Il Popolo Pedi è stanziato in gran parte del territorio del Limpopo tra il fiume Olifants e la catena dei monti Drakensberg, nel Sud Africa Orientale.
La storia di questa etnia vanta numerose vittorie nelle guerre contro i Boeri e gli eserciti britannici: il regno Pedi, uno dei più forti e grandi dell’Africa meridionale, si basava su una monarchia solida ed influente che stendeva i propri confini dal fiume Vaal, a sud, sino al fiume Limpopo, a nord. Essi vennero sconfitti e sottomessi all’impero britannico solamente nel 1879, dopo una sanguinosa ed interminabile battaglia. A tal proposito si tramanda una leggenda legata a questa sconfitta: durante le battaglie i Pedi non facevano prigionieri, ma uccidevano sempre i propri nemici, ad eccezione delle donne e dei bambini che venivano catturati come bottino di guerra. In battaglia, pertanto, non attaccavano mai le donne. Il generale inglese a capo delle truppe britanniche, approfittando di questo loro codice d’onore in combattimento, pose nelle prime file dell’esercito britannico schierato un battaglione scozzese con i soldati che, tradizionalmente, indossavano il kilt: ciò ingannò i Pedi che non attaccarono ma vennero attaccati alle spalle e, successivamente anche frontalmente dagli scozzesi. Non fecero in tempo ad accorgersi dell’inganno e persero la battaglia e la guerra.
L’aspetto curioso, anche se allora la sconfitta fu pesante e segnò il destino di questo Popolo, è che alcuni uomini di questa etnia indossano ancora oggi il kilt scozzese, anche se non è molto chiara la motivazione, forse si crede che, dopo la fine della guerra con gli inglesi, essi ricevettero in dono proprio questo accessorio a conferma della riconciliazione tra le due popolazioni.
Nel periodo storico antecedente alla conquista da parte degli inglesi, i Pedi abitavano in villaggi molto grandi che si sviluppavano attorno ad un’area centrale multifunzione: luogo d’incontro, stalla per il bestiame, cimitero e santuario ancestrale. Le capanne erano circolari con il tetto in paglia, circondate da un muro di fango e pietre ed ogni donna sposata possedeva la propria capanna che veniva collegata alle altre con una serie di recinti.

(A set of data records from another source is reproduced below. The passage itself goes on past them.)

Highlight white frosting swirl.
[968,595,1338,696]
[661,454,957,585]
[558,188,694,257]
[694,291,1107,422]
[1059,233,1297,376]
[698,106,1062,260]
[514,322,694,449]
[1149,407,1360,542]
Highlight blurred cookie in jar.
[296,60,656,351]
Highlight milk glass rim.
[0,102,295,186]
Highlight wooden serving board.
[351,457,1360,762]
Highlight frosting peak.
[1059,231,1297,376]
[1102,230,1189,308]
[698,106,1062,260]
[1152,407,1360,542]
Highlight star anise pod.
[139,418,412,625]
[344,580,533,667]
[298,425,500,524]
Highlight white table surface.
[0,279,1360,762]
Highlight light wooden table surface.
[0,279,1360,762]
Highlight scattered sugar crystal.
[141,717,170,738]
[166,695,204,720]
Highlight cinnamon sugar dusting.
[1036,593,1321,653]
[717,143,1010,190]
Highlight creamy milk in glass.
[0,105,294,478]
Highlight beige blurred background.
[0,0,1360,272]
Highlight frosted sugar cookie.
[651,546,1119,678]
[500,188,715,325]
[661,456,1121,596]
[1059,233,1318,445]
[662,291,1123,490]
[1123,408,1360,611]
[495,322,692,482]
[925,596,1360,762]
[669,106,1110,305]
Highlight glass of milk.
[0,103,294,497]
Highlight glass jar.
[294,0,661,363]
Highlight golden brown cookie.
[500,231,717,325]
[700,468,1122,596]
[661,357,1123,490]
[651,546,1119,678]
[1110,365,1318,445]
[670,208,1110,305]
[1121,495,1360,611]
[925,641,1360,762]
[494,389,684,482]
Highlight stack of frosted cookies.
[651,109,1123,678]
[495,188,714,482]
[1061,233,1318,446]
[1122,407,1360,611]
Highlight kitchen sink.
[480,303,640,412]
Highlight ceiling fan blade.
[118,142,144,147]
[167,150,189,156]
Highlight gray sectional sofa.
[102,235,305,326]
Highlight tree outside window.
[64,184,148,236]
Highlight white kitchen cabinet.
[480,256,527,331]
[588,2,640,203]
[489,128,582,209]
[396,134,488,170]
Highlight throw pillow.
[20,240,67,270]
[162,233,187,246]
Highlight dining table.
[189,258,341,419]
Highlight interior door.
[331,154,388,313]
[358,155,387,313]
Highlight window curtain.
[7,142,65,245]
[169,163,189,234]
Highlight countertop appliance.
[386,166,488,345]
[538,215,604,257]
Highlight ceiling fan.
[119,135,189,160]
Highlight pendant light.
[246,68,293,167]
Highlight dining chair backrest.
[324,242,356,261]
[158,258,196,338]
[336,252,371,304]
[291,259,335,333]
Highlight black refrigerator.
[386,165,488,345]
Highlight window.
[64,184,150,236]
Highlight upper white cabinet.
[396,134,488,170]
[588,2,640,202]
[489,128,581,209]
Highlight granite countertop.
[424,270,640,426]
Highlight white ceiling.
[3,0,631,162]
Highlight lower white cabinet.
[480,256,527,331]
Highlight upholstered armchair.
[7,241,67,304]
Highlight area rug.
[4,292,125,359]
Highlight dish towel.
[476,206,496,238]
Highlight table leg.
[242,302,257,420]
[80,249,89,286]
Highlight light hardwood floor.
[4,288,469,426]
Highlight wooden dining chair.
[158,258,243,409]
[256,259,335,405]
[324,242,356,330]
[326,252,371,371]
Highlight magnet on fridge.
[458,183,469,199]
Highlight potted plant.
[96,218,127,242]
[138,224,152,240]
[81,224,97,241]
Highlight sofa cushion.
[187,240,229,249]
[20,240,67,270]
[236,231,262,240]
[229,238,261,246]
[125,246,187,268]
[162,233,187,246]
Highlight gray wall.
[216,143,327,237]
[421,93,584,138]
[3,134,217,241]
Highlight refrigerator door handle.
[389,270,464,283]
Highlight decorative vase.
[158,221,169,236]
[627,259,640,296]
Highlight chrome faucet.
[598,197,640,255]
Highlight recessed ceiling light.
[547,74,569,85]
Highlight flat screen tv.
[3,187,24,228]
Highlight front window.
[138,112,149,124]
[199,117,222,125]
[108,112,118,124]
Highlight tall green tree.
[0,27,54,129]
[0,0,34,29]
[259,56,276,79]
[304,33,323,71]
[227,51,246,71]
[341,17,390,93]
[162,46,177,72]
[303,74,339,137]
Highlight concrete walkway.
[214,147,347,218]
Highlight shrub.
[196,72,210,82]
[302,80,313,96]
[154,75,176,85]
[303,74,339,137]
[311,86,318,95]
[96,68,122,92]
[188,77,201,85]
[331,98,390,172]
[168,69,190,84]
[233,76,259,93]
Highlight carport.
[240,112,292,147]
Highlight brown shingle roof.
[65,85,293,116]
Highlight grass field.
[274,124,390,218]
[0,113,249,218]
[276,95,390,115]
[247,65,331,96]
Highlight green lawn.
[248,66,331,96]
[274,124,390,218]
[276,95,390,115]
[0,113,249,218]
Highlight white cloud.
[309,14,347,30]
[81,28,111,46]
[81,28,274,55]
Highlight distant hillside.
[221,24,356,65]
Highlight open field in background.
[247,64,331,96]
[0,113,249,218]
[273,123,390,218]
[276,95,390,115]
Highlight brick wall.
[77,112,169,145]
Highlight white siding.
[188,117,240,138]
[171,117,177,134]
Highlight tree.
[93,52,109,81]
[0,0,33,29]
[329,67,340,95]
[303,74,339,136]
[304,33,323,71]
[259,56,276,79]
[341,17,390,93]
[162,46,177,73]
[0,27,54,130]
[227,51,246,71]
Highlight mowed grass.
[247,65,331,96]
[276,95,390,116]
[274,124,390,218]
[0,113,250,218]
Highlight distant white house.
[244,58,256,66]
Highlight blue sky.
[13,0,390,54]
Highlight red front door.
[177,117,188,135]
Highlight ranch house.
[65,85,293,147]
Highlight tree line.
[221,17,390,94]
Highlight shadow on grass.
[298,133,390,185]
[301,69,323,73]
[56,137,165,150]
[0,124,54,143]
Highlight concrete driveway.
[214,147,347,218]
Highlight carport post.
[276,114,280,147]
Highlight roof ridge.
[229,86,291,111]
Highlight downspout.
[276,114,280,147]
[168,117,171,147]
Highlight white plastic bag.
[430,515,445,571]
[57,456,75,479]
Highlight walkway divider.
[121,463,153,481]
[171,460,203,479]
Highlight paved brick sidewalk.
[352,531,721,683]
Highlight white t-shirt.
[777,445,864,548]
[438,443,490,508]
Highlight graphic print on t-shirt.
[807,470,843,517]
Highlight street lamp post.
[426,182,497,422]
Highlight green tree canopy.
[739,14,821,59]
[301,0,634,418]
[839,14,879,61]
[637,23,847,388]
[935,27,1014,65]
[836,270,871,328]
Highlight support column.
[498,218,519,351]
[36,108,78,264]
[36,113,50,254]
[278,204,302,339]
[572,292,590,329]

La loro economia era basata sull’agricoltura e sull’allevamento ed i compiti erano suddivisi tra uomini e donne: quest’ultime si occupavano dell’agricoltura e della manutenzione delle capanne e del villaggio in generale, oltre a realizzare artigianalmente stuoie e cesti per conservare alimenti, mentre gli uomini si dedicavano alla caccia, alla cura del bestiame, alla lavorazione del legno, alla conciatura delle pelli ed all’attività di fabbro.
I Pedi, o Bapedi, credevano (e credono ancora oggi) in un Dio creatore del cielo e della terra al quale rivolgono le loro preghiere per la pioggia. Il culto degli antenati costituisce un passaggio fondamentale e di enorme importanza dato che essi ritengono che i progenitori costituissero il punto di raccordo, diciamo pure di contatto, con il Dio creatore ed a tal fine praticano sacrifici (dall’offerta di birra a sacrifici di animali) per soddisfare e glorificare gli spiriti dei loro avi. Questo culto ancestrale tramandato sino ai nostri giorni prevede la presenza di una figura che fa da tramite tra il mondo dei vivi e quello dei morti, potremmo definirlo come un “divinatore”: anticamente questo prestigioso incarico veniva ereditato da padre in figlio mentre oggi, viene prevalentemente trasmesso tra donne.
Il periodo nefasto coincidente con il regime di Apartheid, oltre alla crescente evoluzione della società e dell’economia che hanno seguito gli stereotipi occidentali, hanno cambiato drasticamente le tradizioni e la cultura di questo Popolo (come di quasi tutte le realtà etniche del Sud Africa), che ora ha abbandonato le capanne per vivere in costruzioni in mattoni con il tetto in lamiera (considerate più moderne ed efficienti), che non pratica quasi più i riti e le cerimonie tradizionali (sostituiti da programmi televisivi deteriori), che ha sostituito progressivamente il loro abbigliamento tipico con vestiti ispirati allo stile occidentale.